Andere Märchen erfreuen durch Verwicklungen, die zum guten Ende führen. Dieses hat weder ein gutes Ende noch Verwicklungen. Es ist beinahe statisch, man merkt ihm an, wie es entstanden ist: als Bildbeschreibung. Andersen war aufgefordert worden, für einen Almanach ein Märchen zu liefern. Die Zeichnung war bereits vorhanden - und hatte zündende Wirkung auf den Autor. Er setzte das Bild in Szenen von derart intensiver Anschaulichkeit um, daß sie sich jedem Leser ins Gedächtnis brennen. Besonders eindrucksvoll die Visionen der kleinen Sterbenden im überirdisch hellen Licht der Schwefelhölzchen. Am Ende erscheint, strahlend wie nie zu Lebzeiten, die geliebte Großmutter. Mit ihr fliegt das Mädchen in den Himmel, hinauf zu Gott, wo weder Kälte noch Hunger, noch Angst sind. Ein frommes Ende.

Auch Andersen war ein Barfußläufer

Aber dann wechselt die Perspektive, und wir sehen die ungeschönte Wahrheit: ein erfrorenes Kind am Neujahrsmorgen, daneben die abgebrannten Streichhölzer. „,Es hat sich wärmen wollen', sagte man.“ Da macht sich endlich Mitleid geltend. Aber wer verbirgt sich hinter dem „man“? Wohl dieselben Passanten, denen das Kind mit seiner armseligen Ware zuvor gleichgültig war. Um denen nicht das letzte Wort zu überlassen, versichert der Erzähler am Ende, niemand wisse, was das Mädchen noch „Schönes“ gesehen habe. Das klingt wie Hohn auf das herkömmliche gute Ende und ist doch sehr rührend.

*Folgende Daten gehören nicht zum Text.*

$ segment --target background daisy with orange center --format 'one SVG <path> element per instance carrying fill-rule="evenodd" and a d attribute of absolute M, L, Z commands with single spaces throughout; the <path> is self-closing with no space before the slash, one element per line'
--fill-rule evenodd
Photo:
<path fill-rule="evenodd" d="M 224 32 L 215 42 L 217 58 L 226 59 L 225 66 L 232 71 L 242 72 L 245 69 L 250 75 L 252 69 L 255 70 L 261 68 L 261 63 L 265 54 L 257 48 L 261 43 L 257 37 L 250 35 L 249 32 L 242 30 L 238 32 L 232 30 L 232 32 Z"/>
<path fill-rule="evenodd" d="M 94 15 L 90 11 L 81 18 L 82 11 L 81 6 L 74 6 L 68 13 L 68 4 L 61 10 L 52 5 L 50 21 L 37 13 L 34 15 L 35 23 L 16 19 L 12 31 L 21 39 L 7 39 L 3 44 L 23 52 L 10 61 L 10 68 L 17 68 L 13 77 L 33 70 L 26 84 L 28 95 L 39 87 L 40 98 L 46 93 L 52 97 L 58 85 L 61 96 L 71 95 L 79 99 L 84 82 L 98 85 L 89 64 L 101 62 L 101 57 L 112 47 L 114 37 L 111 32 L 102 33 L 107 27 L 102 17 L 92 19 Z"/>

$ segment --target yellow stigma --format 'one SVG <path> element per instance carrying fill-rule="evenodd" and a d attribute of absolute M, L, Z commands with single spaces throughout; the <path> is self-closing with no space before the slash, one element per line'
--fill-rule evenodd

Selbst in diesem düsteren Märchen schimmert Andersens skurriler Humor durch, beim Phantasma der gebratenen Silvestergans: „Die Gans sprang von der Schüssel herunter und wackelte über den Fußboden, Messer und Gabel im Rücken, gerade auf das Mädchen zu.“ Der unerträglich verlockende Gänsebratenduft, wie er kontraststark durch das Märchen weht, war Andersens Madeleine. Er erinnerte sich dabei an die eigene Kindheit, an jene Zeiten des Odenser Elends, in denen der Sohn eines phantasiebegabten und unzufriedenen Schusters selbst ein Barfußläufer war wie das Mädchen mit den Schwefelhölzern im kältesten Winter. Der Dichter vergaß seine Herkunft nicht, auch wenn er dieses Märchen in königlichem Ambiente verfaßte, als prominenter Gast auf Schloß Gravenstein, wo er allabendlich Prinzessinnen zu Tisch führte.

Hans Christian Andersens „Märchen“ sind in einer illustrierten dreibändigen Ausgabe im Insel Verlag für 20 Euro erschienen.